I typically had to wear glasses only while doing certain tasks.
When my right eye got worse, it made me anxious, and I decided to get laser eye surgery.
Nearsightedness runs in my family, and I had to start wearing glasses for some things when I was about 11 years old. I've always found wearing glasses slightly annoying, but I could tolerate wearing them when using the computer or looking at the board at school or college if it meant not getting as many eye-strain headaches.
I've always had almost 20/20 vision in my left eye, but over the past couple of years, my right eye has become increasingly nearsighted, perhaps partly because I work full time on my computer. This coincided with an intense bout of health anxiety.
As my vision declined in my right eye, I began to struggle with lights at night, something I was convinced was a sign of a deadly disease — or my impending blindness. Instead of putting on my glasses only while working at my computer, I started to wear them all the time.
I began to consider laser eye surgery as a solution
For the first time in my life, I began to seriously think about getting laser eye surgery. I've always been quite squeamish about my eyes — though I do use dry eye drops, I've been too nervous to ever go near contacts — so it was never something I'd imagined myself considering.
But I was tired of worrying about my eyes and assuming every symptom of nearsightedness, and their very different prescriptions, was something serious. When you search the internet for symptoms such as headaches and double vision, you're told you have a brain tumor or a serious neurological condition — I was so convinced something was seriously wrong that I even had an MRI scan.

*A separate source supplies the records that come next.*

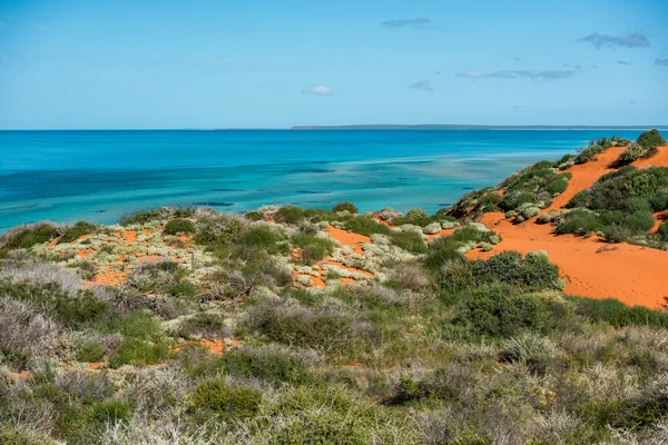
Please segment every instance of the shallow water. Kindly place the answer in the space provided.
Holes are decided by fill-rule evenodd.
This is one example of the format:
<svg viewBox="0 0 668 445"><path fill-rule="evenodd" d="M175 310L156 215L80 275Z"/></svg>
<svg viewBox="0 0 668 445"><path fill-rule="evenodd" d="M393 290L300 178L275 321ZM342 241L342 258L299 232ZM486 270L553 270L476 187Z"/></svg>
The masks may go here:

Despite coming across a few horror stories related to laser eye surgery of botched procedures and rare side effects, I decided to take the plunge. I had to have various appointments and tests beforehand to ensure that my eyes were the right fit for surgery before booking the procedure.
My biggest worry was that something would go wrong, however improbable, and that I'd be left with lifelong vision issues or, worst-case scenario, lose my sight. Everything went well despite my nerves. My surgeon ran me through the procedure — which I needed only on my right eye — and while the idea of lasers opening up my eye and reshaping my cornea grossed me out, I appreciated him giving me all the information I needed.
Surgery helped both my vision and my anxiety
After surgery, my eye was a little uncomfortable and sensitive to light, but I noticed improvements almost immediately. My dad drove me back from surgery, and I was surprised to find that I could read license plates on cars in front of us using only my right eye.
I went back the following day to make sure there weren't any issues and did so again a month later. It's now been almost a year since my surgery, and I recently had another eye test to check that everything's still in order with my eyes. Fortunately, it is.
My eyesight isn't perfect — I knew before the surgery that I had mild astigmatism in both eyes, which means my vision isn't quite as clear as it would be otherwise, and I have floaters, which, while not a cause for concern, can be quite annoying. Being nearsighted is a risk factor for floaters, so I've had them for a long time, and unfortunately, laser eye surgery doesn't remove them.
Most importantly, my health anxiety is a lot better now. When I was so nearsighted in my right eye, I was thinking about my eyes and my eyesight all the time. Now I don't wear glasses, and there's not such a big discrepancy in prescriptions, so I'm not as worried.
Laser eye surgery might not be for everyone. I have other friends who've also had it, friends who are thinking about it, and friends who say they're way too squeamish. I was happy to wear glasses when my nearsightedness was mild, and I know I'll probably need glasses again for reading when I'm older. But, for me and my health anxiety, getting the surgery was a great decision.